Archive for the ‘hibernate’ Category

Hibernate 3 / EJB3 annotations severely limited?

Tuesday, March 14th, 2006

Apparently modelling a simple parent child relationship where the primary key of the parent is part of a composite key on the child is not possible using EJB3 annotations.

For enterprise beans this seems like a very large oversight. I know a couple of projects that use this idiom for their relational structures. It feels odd that this is not part of the current implementation of the EJB3 annotations. For those trying out Hibernate, here is a forum post regarding this problem.

The problem I am facing is in my opinion a very basic mapping case. It seems strange and very limiting that it is not part of the annotations.

For those that don’t get what I am referring to, consider the following:

@Entity
public class Parent {
    @Id
    Long id;

    @OneToMany
    @JoinColumn(name = "parent")
    List children;
}

@Entity
public class Child {
    @ManyToOne()
    @JoinColumn(nullable = false, insertable = false, updatable = false, name = "parent")
    Parent parent;

    Long childNr;
}

Now try to make both the parent and the childNr part of the primary key of the child using annotations.

And what seems even worse, is that you need to define a composite key class especially for using a composite key. Apparently that is needed for sending over the object’s key across the network.

Annotations are very useful, and we have been able to build large parts of our system using them. So don’t see this as a rejection of the technology as a whole. I enjoy working with annotations for mapping purposes but they just don’t seem to be quite there yet.

What?

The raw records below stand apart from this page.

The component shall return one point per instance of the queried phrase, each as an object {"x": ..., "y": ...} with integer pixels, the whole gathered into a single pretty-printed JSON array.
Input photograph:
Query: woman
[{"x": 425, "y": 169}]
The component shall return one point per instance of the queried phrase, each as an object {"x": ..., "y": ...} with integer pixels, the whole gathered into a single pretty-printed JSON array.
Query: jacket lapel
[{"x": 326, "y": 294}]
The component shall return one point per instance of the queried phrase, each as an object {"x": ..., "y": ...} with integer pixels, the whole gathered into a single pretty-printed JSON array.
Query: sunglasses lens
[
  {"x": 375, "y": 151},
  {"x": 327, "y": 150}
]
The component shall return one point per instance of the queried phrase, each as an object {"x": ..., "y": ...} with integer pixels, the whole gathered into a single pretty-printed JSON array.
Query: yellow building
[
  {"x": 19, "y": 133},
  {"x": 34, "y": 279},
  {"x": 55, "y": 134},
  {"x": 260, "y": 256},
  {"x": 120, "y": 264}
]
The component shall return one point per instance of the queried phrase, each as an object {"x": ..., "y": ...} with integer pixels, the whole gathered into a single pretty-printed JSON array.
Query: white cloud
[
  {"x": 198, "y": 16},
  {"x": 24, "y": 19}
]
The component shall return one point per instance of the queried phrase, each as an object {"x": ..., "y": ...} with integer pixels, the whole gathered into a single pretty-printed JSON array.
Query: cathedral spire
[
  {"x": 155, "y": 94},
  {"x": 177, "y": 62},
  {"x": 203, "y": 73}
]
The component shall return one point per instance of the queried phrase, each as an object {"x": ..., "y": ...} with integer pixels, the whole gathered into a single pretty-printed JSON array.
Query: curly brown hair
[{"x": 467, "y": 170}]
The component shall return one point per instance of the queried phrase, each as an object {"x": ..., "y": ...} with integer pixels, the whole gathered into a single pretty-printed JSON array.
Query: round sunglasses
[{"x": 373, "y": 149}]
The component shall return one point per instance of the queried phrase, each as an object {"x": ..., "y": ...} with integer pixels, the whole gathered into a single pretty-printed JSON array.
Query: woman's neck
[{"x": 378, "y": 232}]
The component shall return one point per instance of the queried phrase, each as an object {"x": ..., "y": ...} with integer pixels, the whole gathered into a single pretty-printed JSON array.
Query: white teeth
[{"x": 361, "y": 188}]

No JavaDoc for javax.persistence?

Monday, March 13th, 2006

After searching the ‘net for some documentation on the upcoming and much touted JEE5 persistence API I couldn’t help noticing the
ABSOLUTE ABSENCE OF API DOCUMENTATION
on the whole of the javax.persistence package. Probably the most popular, and awaited package from the whole JEE5 stack has no documentation.

This is sub par from Sun and the persistence API spec. Am I the first one that thinks this is a serious oversight? Will this not hinder adoption of the persistence API?

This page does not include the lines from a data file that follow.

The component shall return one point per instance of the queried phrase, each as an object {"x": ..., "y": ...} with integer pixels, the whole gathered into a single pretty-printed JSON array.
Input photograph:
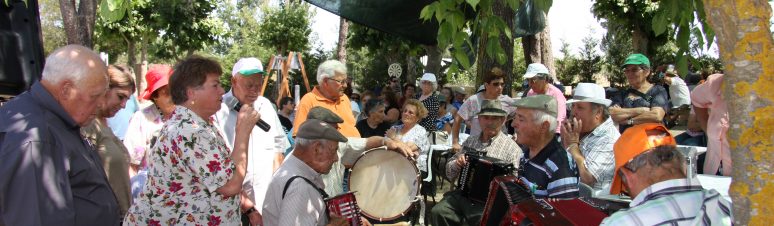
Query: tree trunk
[
  {"x": 745, "y": 43},
  {"x": 484, "y": 62},
  {"x": 531, "y": 46},
  {"x": 342, "y": 45},
  {"x": 79, "y": 20},
  {"x": 546, "y": 52},
  {"x": 434, "y": 61},
  {"x": 639, "y": 40},
  {"x": 537, "y": 49},
  {"x": 411, "y": 69}
]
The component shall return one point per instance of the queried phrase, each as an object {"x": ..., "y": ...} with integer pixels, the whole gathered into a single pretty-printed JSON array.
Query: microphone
[{"x": 234, "y": 104}]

Lot’s of people rightfully criticize open source projects for not writing (enough) documentation. I know the Wicket documentation could be better, but at least our API docs are quite solid.

Wicket goodie: Hibernate Versioned Form

Monday, February 13th, 2006

Last week I had the pleasure to add optimistic locking to our web application, using automatic versioning in Hibernate. What we want is to detect a stale object when a form is submitted and displaying the new representation from the database, overriding the submitted data.

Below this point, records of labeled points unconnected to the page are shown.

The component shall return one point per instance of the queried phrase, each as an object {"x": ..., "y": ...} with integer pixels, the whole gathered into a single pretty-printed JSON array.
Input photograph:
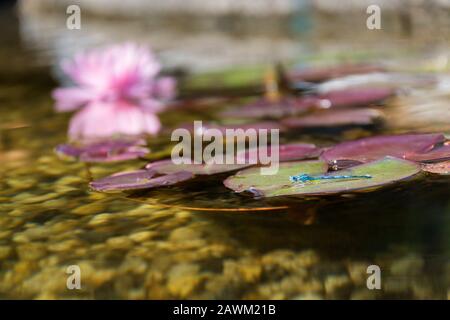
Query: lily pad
[
  {"x": 438, "y": 153},
  {"x": 140, "y": 179},
  {"x": 294, "y": 106},
  {"x": 355, "y": 97},
  {"x": 333, "y": 118},
  {"x": 168, "y": 167},
  {"x": 438, "y": 167},
  {"x": 382, "y": 172},
  {"x": 408, "y": 147},
  {"x": 104, "y": 151}
]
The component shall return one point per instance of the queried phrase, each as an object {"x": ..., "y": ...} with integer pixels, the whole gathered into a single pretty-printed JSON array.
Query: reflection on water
[{"x": 151, "y": 245}]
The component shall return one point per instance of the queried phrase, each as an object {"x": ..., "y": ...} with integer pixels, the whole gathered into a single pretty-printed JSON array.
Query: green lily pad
[{"x": 382, "y": 172}]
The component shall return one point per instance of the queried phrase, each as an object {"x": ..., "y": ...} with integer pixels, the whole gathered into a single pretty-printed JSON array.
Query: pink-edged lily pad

So when two people open an edit form for the same contact, and the first to submit renames the contact from ‘Foo’ to ‘Bar’, the database will be updated, changing the name from ‘Foo’ to ‘Bar’. When the second user tries to save the contact, changing the name from ‘Foo’ (that was the last information he got) to ‘John’, we want to show him that the data has been changed by someone else, and show him the new information, disregarding his change to ‘John’.

Now, how would you do this for all your forms in your application without resorting to the usual hidden field option? Wicket has allowed me to do such a thing without much trouble. Here’s a short description.

public class VersionedForm extends Form {
    private Long version;

    public VersionedForm(String id, IModel model) {
        super(id, model);
        version = getVersion();
    }

    protected void validate() {
        Long newVersion = getVersion();

        if(!newVersion.equals(version)) {
            // new method in 1.2
            clearInput();

            // detaches the model of the page, and evicts the
            // object from the hibernate session
           ((MyPage) getPage()).reloadModel();

           // copy the new version onto the form
           version = newVersion;
           error("Someone else modified the object already, try again");
        } else {
           // do the default form processing.
           super.validate();
        }
    }
    private Long getVersion() {
        // get the version of the model object
        // either through reflection or just a cast to your base object
        return ((MyBaseObject)getModelObject()).getVersion();
    }
}

Here you see three important steps:

1. set the current version in the constructor
2. check the version in the validate() method
3. reload the object when it is not valid, and clear the user input

Retrieving the version can be implemented using reflection, searching for the @version annotation, or by implementing a custom interface IVersioned, or something to your liking.

The reloading of the object and evicting it from the Hibernate session is something we implement at the page level, as we always put the object that is edited into the page model.

The best part is that in any edit page we have, we now just have to subclass our forms from VersionedForm, and we have instant optimistic locking.